We are not purely “goats” . . . not purely “sheep”! We are somewhere in-between . . . somewhere between the two. Shoot, I wonder how many “sheep” from history we can name . . . “goats” I would imagine would be easier; but, the fact is, in comparison to the rest of the world, both the “sheep” and “goats” we hold up as examples only represent a small portion of the population . . . so where are the rest of us?
We are in the herd of “geeps”.
We are in the herd of “geeps” trying like crazy to do the right thing. Sometimes we get it right, sometimes we get it wrong, and sometimes we don’t even try. Sometimes it makes us feel really good to have it right, sometimes it makes us sad to have gotten it wrong, and most of the time it keeps us on our toes in hopes that we don’t screw up. The bottom line is that we try our best and hope that it is good enough that we avoid eternal punishment . . . sometimes we hope that maybe—by the time we get to the judgment day—that God comes up with a third category, like the “geeps”, that acknowledges our efforts of coming close, but not quite there yet.
However you look at this passage the point is still the same . . . we are to open our eyes to the presence of Jesus in our lives and to respond to him. Maybe Jesus lived in simpler times than we live in today . . . maybe the issues were more black and white than they are today . . . maybe it was easier to delineate between right and wrong in order to do the right thing . . . to have the correct response.
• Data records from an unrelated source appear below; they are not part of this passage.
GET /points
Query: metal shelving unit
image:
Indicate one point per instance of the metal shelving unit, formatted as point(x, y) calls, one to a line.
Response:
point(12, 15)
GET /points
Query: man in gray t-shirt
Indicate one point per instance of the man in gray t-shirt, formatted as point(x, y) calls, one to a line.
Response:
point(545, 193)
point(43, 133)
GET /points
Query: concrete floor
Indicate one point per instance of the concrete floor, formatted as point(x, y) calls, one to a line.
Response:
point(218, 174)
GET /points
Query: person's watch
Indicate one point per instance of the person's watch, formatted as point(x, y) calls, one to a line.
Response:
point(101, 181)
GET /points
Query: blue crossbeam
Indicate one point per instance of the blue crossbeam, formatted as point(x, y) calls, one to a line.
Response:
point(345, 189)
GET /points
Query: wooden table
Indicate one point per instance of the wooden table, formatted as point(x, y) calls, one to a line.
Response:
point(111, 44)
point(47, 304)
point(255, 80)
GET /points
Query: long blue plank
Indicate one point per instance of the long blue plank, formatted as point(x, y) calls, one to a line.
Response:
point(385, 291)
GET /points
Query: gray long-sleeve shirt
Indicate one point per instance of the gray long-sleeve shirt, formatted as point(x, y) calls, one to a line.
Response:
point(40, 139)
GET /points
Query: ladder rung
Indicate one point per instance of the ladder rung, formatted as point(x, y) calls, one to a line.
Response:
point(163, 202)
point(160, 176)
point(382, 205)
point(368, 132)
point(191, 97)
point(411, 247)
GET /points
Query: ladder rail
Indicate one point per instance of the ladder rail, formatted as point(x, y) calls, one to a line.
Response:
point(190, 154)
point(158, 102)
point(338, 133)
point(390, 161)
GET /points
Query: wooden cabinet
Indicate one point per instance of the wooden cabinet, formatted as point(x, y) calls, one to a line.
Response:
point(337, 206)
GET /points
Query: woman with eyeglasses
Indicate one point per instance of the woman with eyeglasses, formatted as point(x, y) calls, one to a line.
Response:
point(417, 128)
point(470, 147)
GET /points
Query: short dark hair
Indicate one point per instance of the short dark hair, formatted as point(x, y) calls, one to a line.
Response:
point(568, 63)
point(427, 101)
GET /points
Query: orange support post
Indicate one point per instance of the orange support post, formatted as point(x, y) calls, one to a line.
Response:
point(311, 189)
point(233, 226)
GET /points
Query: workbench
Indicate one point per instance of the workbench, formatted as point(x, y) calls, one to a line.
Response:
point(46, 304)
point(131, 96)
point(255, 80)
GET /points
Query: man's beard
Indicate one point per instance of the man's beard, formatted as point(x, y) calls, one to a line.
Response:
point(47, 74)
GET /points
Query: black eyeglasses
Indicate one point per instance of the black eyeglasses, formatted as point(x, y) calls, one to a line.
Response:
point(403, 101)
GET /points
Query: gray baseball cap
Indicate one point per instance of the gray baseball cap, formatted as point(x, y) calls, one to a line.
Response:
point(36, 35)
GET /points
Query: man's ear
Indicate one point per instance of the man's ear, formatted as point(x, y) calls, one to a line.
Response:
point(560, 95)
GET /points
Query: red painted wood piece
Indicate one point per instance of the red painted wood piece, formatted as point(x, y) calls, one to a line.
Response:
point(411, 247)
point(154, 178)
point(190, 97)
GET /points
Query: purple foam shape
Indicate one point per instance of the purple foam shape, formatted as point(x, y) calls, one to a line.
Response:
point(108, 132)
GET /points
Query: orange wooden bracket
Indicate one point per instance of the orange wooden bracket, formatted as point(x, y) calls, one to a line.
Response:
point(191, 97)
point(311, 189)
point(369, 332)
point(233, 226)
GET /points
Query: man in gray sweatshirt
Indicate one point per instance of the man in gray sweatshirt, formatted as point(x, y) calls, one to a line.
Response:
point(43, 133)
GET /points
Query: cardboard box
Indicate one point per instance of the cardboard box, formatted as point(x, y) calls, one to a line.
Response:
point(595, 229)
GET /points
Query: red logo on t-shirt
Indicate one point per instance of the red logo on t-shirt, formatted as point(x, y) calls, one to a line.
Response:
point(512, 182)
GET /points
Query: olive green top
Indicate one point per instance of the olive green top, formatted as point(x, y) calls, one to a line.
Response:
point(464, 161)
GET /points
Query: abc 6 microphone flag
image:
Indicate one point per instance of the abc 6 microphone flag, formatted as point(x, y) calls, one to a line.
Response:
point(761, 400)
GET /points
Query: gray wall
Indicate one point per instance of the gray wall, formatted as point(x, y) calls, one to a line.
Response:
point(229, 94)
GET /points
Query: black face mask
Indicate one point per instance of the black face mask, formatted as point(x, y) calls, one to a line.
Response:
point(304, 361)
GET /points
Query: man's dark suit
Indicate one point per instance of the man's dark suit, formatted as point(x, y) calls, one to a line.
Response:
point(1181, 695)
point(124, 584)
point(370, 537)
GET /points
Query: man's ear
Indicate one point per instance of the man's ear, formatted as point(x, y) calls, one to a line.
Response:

Yet, for those of us who see themselves as the followers of Jesus . . . who have embraced him into our lives and into who we are as the children of God, we do have a sense of what that “presence” of Jesus is when we encounter it. We know it when we see it, or we know it shortly after having encountering it with perfect 20/20 hindsight. And, being true to ourselves and our nature we have either responded with action or inaction or by averting our eyes. We are neither “sheep” or “goats” . . . we are “geeps”.